I am having trouble with $(2)$. Mainly, I don't know how to go about to "check it in $D_n$ for $n$ large enough". I don't know what that means or how to do it. Also, I don't have much background in mathematical logic, so I am not sure how this exercise is related to compactness argument in mathematical logic.
Thank you in advance.
You are completely ignoring the formula you are given to multiply elements in part (1), leading to completely unnecessary work. You are told that $$(a^ib^j)(a^rb^s) = a^{i+(-1)^jr} b^{j+s}$$ yet you ignore that formula over and over and over agan.

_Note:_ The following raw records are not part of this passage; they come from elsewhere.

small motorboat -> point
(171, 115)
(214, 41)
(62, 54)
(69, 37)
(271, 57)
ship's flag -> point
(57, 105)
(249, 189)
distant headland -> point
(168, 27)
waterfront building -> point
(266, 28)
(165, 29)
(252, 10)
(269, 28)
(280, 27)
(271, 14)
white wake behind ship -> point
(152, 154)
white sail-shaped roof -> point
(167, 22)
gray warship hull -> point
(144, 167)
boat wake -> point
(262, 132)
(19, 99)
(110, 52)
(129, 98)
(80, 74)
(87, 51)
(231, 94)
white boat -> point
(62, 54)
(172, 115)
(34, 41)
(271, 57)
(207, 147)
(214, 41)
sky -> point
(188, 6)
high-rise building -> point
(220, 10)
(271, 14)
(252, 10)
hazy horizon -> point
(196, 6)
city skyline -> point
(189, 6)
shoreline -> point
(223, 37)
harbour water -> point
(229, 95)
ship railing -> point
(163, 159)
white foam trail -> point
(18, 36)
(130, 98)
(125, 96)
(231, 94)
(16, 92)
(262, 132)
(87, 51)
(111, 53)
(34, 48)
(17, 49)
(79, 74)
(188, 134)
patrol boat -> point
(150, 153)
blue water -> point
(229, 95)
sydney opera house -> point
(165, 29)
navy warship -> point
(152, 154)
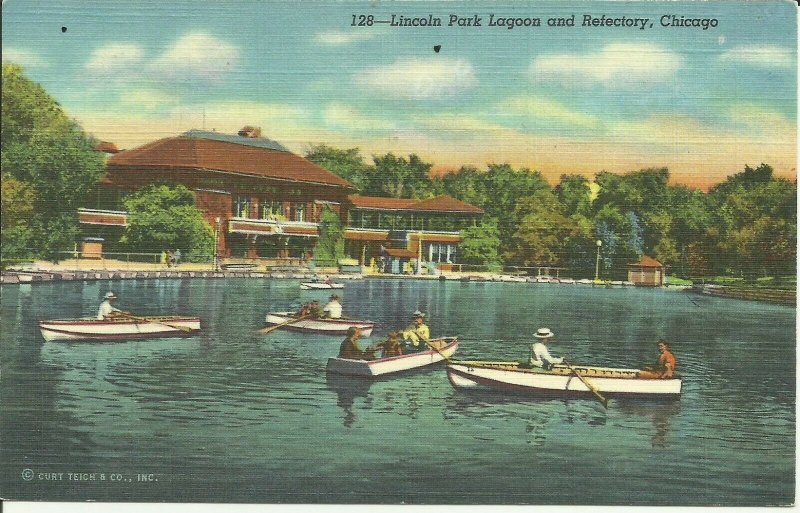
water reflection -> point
(348, 389)
(660, 411)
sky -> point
(561, 100)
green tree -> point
(545, 235)
(574, 194)
(755, 220)
(398, 177)
(330, 246)
(163, 217)
(52, 156)
(16, 207)
(480, 244)
(348, 164)
(497, 191)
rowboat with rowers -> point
(291, 321)
(119, 328)
(561, 380)
(439, 350)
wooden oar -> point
(145, 319)
(270, 329)
(591, 386)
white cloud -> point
(197, 55)
(617, 65)
(341, 116)
(27, 58)
(546, 109)
(420, 78)
(767, 56)
(115, 58)
(149, 99)
(336, 38)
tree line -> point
(745, 226)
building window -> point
(241, 207)
(300, 212)
(271, 209)
(442, 253)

Even if you think you need to prove that formula, then you should just do it once. By induction on $r$ we have $ba^r = a^{-r}b$: for $r=1$ it is the definition, and if $ba^k = a^{-k}b$, then $ba^{k+1} = ba^ka = a^{-k}ba = a^{-k}a^{-1}b = a^{-(k+1)}b$. Now, by induction on $j$, we have $$(a^ib)(a^rb^s) = a^i(ba^r)b^s = a^ia^{-r}b^rb^s = a^{i+(-1)^1r}b^{r+s}.$$ Assuming the result holds for $k$, $$ \begin{align*} (a^ib^{k+1})(a^rb^s) &=a^ib(b^ka^r)b^s\\ &= a^i b(a^{(-1)^kr}b^k)b^s\\ &= a^i(ba^{(-1)^kr})b^{k+s}\\ &= a^i (a^{-(-1)^kr}b)b^{k+s}\\ &= a^ia^{(-1)^{k+1}r}b^{(k+1)+s}\\ &= a^{i+(-1)^{k+1}r}b^{(k+1)+s}. \end{align*}$$ That establishes the formula that you didn't have to establish in the first place...
Using the formula, you have $$\begin{align*} \Bigl( (a^ib^j)(a^rb^s)\Bigr)(a^mb^n) &= \Bigl( a^{i+(-1)^jr}b^{j+s}\Bigr)(a^mb^n)\\ &= a^{i+(-1)^jr + (-1)^{j+s}m} b^{j+s+n}.\\ (a^ib^j)\Bigl( (a^rb^s)(a^mb^n)\Bigr) &= (a^ib^j)\Bigl( a^{r+(-1)^sm}b^{s+n}\Bigr)\\ &= a^{i+(-1)^j(r + (-1)^sm)}b^{j+s+n}\\ &= a^{i+(-1)^jr + (-1)^{j+s}m}b^{j+s+n}, \end{align*}$$ proving that the equality holds.
Now, you also already have given that for every $n$ you have a group homomorphism $\phi_n\colon D\to D_{n}$ by $\phi_n(a^ib^j) = a^ib^j$, where the $a$ and $b$ on the right hand side are elements of $D_n$. So pick an $N$ sufficiently large so that all of $|\pm i \pm j\pm k|$ are less than $N$, so that when you map any/all the elements on the preceding calculations to $D_n$, you do not replace any exponents by their remainder modulo $N$. Then you know that $$\begin{align*} \phi_n\Bigl( \bigl( (a^ib^j)(a^rb^s) \bigr)(a^mb^n)\Bigr) &= \phi_n((a^ib^j)(a^rb^s)) \phi_n(a^mb^n)\\ &= \Bigl( \phi_n(a^ib^j)\phi_n(a^rb^s)\Bigr)\phi_n(a^mb^n)\\ &= \phi_n(a^ib^j)\Bigl( \phi_n(a^rb^s)\phi_n(a^mb^n)\Bigr)\\ &= \phi_n(a^ib^j)\phi_n\bigl( (a^rb^s)(a^mb^n)\bigr)\\ &= \phi_n\Bigl( (a^ib^j)\bigl( (a^rb^s)(a^mb^n)\bigr)\Bigr). \end{align*}$$ Because $N$ is sufficiently large, this equality can only hold if $$\Bigl( (a^ib^j)(a^rb^s)\Bigr)(a^mb^n) = (a^ib^j)\Bigl((a^rb^s)(a^mb^n)\Bigr),$$ which proves associativity.